Accettare la minestra riscaldata dei grandi circuiti televisivi non è un obbligo etico. IL “si deve” può evitare di sussistere anche se professato a una veste critica. Succede così all’autore Carlo Molinari di fare il pieno della sala del teatro Off Off di via Giulia, proprio martedì 6 febbraio, giorno celebrato come l’inizio dell’estenuante kermesse sonora di Sanremo.
Carlo Molinari ci fa dimenticare in breve del canzonettismo italico grazie anche alla band di grande qualità per il Sound espresso. Sono Edoardo Petretti al piano, Luca Pirozzi al basso, Gianluca Siscaro alle percussioni e Moreno Viglione alla chitarra.
Nell’atmosfera si respira qualcosa che guarda agli chansonnierre di tradizione francese ma con uno sguardo attento ai veri rospi che affliggono a tutti i livelli la nostra realtà. A cominciare dalle guerre per andare sullo sfruttamento della donna, così come all’uso dell’uomo da parte di altri uomini tali da determinare grandi ricchezze per alcuni e grandi povertà.
Parlare di questi problemi significa parlare di sé, dell’incapacità di continuare a condividere l’inautenticità delle condizioni chiudendosi nel quotidiano domestico. Tutto questo, però, senza perdere mai la dimensione del sogno, nella consapevolezza che i limiti imposti alla nostra condizione di persone sono ben altra cosa da quelli in cui possiamo sperare in un modo diverso di essere.
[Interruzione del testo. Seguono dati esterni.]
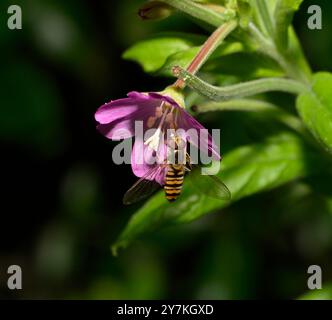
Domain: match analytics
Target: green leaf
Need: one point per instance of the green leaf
(152, 54)
(246, 171)
(283, 16)
(315, 108)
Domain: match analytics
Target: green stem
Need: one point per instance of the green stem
(266, 17)
(239, 90)
(198, 11)
(208, 48)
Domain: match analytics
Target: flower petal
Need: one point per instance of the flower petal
(121, 108)
(144, 159)
(121, 129)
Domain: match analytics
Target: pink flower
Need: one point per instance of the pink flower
(158, 111)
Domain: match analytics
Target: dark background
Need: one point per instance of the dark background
(61, 194)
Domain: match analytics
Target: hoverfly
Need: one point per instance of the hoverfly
(174, 178)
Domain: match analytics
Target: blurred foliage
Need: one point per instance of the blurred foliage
(62, 206)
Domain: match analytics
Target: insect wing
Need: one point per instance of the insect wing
(211, 186)
(143, 188)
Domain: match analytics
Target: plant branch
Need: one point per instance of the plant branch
(239, 90)
(208, 48)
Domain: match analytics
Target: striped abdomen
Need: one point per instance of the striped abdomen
(173, 181)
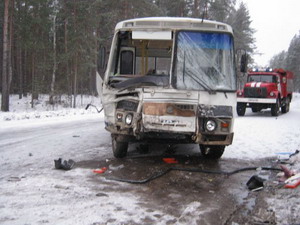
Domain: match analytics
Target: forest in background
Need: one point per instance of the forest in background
(50, 46)
(290, 60)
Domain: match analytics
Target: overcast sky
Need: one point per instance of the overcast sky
(276, 22)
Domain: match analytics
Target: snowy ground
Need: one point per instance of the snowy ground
(33, 192)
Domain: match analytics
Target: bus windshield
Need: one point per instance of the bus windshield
(204, 61)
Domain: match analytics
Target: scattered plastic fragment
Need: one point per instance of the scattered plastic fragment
(64, 165)
(287, 173)
(101, 170)
(293, 184)
(255, 183)
(170, 160)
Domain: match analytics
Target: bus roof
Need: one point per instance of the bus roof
(173, 23)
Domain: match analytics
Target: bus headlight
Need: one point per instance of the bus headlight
(210, 125)
(128, 119)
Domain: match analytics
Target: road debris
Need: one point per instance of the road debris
(101, 170)
(255, 183)
(64, 165)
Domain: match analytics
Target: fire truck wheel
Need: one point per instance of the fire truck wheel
(119, 148)
(286, 107)
(275, 108)
(212, 151)
(241, 109)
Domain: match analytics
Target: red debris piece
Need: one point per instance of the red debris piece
(170, 160)
(102, 170)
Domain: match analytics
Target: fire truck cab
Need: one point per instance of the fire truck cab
(266, 89)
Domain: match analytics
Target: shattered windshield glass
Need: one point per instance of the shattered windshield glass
(204, 61)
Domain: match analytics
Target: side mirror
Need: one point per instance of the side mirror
(244, 63)
(101, 60)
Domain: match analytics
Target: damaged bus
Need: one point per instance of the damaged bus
(171, 80)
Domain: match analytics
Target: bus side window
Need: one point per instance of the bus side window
(126, 63)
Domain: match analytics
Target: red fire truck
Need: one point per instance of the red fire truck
(266, 89)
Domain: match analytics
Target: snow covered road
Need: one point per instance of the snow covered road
(33, 192)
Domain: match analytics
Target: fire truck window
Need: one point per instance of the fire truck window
(126, 66)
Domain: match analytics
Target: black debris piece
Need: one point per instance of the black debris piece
(64, 164)
(255, 182)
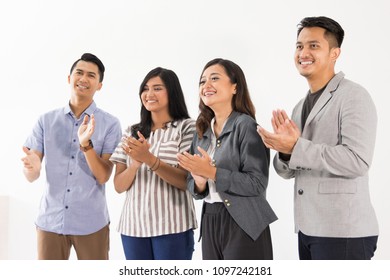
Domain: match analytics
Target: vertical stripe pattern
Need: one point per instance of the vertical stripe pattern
(152, 206)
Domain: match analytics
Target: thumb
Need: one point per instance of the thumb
(85, 121)
(203, 152)
(141, 137)
(26, 150)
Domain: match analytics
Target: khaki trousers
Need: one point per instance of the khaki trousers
(53, 246)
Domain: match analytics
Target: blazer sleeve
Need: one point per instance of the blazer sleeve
(252, 177)
(353, 154)
(190, 179)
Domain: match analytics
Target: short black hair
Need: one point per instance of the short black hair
(332, 28)
(88, 57)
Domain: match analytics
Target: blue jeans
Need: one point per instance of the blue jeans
(330, 248)
(178, 246)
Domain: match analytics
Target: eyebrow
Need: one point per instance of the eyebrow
(81, 70)
(310, 42)
(155, 85)
(212, 74)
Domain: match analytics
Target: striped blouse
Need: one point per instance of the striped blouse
(152, 206)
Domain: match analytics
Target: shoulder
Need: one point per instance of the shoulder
(184, 124)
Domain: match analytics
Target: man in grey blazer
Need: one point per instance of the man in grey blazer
(327, 146)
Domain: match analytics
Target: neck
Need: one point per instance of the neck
(78, 106)
(317, 84)
(159, 120)
(220, 119)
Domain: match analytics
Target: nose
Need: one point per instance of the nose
(302, 53)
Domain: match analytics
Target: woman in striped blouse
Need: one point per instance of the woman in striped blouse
(158, 213)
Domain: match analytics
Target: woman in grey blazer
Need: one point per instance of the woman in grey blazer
(228, 165)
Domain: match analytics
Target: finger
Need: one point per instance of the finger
(275, 118)
(26, 150)
(85, 120)
(92, 122)
(284, 114)
(141, 137)
(275, 126)
(280, 117)
(203, 152)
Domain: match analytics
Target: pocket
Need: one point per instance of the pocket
(337, 186)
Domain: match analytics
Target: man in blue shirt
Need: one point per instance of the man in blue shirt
(76, 142)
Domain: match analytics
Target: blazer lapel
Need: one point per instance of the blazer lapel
(325, 97)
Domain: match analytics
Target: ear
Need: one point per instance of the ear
(335, 53)
(235, 88)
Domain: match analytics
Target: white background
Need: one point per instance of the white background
(41, 39)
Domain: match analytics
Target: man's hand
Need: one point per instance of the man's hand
(32, 164)
(86, 130)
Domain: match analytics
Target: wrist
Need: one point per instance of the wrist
(85, 147)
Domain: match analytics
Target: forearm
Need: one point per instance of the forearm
(124, 177)
(339, 160)
(174, 176)
(101, 167)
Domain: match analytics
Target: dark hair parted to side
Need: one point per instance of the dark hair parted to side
(334, 32)
(177, 106)
(241, 101)
(88, 57)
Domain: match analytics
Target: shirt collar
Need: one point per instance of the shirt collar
(228, 127)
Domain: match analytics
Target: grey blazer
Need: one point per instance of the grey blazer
(330, 163)
(242, 163)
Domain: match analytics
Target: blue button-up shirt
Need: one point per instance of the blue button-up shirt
(74, 202)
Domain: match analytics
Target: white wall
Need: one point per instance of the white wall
(41, 39)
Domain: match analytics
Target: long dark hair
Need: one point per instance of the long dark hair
(241, 101)
(177, 106)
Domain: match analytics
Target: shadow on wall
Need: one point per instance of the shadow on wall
(4, 229)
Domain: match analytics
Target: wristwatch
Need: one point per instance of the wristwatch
(87, 148)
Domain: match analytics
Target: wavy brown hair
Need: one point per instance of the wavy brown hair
(241, 101)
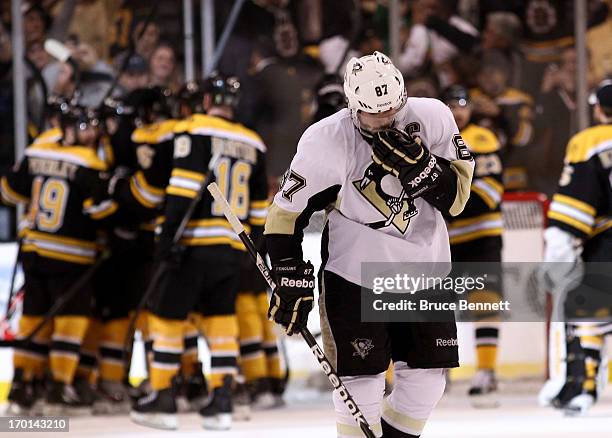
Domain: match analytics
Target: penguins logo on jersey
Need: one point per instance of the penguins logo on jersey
(362, 347)
(397, 210)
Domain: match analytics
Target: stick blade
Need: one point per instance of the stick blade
(213, 188)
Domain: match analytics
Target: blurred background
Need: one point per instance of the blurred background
(528, 63)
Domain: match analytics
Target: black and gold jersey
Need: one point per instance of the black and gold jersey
(239, 170)
(514, 129)
(481, 216)
(59, 184)
(152, 147)
(582, 204)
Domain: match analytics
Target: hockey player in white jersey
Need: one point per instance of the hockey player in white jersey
(385, 170)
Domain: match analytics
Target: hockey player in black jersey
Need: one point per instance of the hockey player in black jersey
(59, 182)
(475, 236)
(367, 167)
(140, 156)
(202, 277)
(578, 239)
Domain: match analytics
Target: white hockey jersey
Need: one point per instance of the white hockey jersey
(369, 217)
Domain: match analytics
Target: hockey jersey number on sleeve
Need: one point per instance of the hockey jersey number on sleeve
(296, 183)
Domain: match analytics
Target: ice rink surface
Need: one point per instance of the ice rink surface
(309, 414)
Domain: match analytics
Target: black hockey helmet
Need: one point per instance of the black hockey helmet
(603, 96)
(224, 90)
(456, 93)
(190, 96)
(330, 97)
(149, 104)
(330, 92)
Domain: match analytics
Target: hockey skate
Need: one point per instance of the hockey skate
(112, 398)
(24, 396)
(573, 400)
(241, 399)
(483, 391)
(63, 399)
(194, 392)
(158, 409)
(262, 396)
(217, 415)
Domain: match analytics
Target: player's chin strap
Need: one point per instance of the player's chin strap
(328, 369)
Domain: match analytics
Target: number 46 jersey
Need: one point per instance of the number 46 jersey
(370, 219)
(239, 171)
(60, 186)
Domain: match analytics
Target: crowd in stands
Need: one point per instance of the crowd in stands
(517, 57)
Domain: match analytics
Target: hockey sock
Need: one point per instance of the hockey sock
(391, 432)
(252, 357)
(32, 359)
(367, 392)
(189, 358)
(142, 324)
(68, 334)
(415, 394)
(88, 356)
(270, 339)
(222, 336)
(167, 337)
(487, 338)
(592, 342)
(111, 349)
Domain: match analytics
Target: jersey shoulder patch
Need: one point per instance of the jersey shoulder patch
(587, 143)
(480, 140)
(79, 155)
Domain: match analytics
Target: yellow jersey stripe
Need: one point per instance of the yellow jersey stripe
(491, 203)
(256, 205)
(484, 217)
(141, 179)
(475, 235)
(57, 255)
(189, 174)
(61, 239)
(499, 188)
(258, 222)
(11, 195)
(105, 212)
(208, 241)
(179, 191)
(573, 202)
(570, 221)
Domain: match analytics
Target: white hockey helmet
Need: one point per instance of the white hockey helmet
(372, 84)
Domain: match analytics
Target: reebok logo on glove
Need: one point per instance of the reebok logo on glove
(289, 282)
(424, 174)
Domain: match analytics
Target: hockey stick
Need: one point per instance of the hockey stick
(328, 369)
(11, 294)
(128, 344)
(391, 218)
(61, 303)
(130, 52)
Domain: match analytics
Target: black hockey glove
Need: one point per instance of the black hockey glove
(292, 300)
(404, 156)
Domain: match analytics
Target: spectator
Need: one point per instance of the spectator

“È la vita che è una follia, troppo breve da rispettare
È la vita che scappa via con i giorni da cancellare”
Nei testi di Come fanno i sogni, brano di apertura. Riflessione sonora diretta anche alle Donne di Kabul:
“margini non definiti, lumache senza casa
Sono stelle riflesse sul mare e speranze che vanno in fumo
Sono pasti da saltare prima che li divori qualcuno”
Tra le proposte musicali e poetizzanti anche l’aiuto di due amici. Il primo consiste nel ricordare il grande Leonard Cohen di Dance with me to the end of love – ma in versione tradotta in italiano perché il suo testo arrivi perfettamente.
Con l’aiuto di un vecchio amico anche quando sale sul palco Edoardo De Angelis e si ricorda il vissuto di entrambi al Folk Studio con quella che sarebbe stata la scuola romana degli anni Settanta.
Ma in luogo della nostalgia il messaggio che arriva da Carlo Molinari guarda alla capacità che ciascuno di noi deve trovare di far valere le proprie qualità per non soffocare nell’ordinario e nel piatto da cui rischiamo di essere schiacciati per via della quotidianità.
E il modo migliore consiste nell’assecondare il proprio lume, il proprio talento. Ciascuno ne ha almeno uno. Il sistema della poetica canora consiste in uno di quelli più approcciabili come “Prova per non Affogare” – come titola il suo stesso show.
Martedì 6 febbraio, quindi, invece di esser sommersi dal trito sensazionalismo sanremese il pubblico ha tirato una boccata d’aria.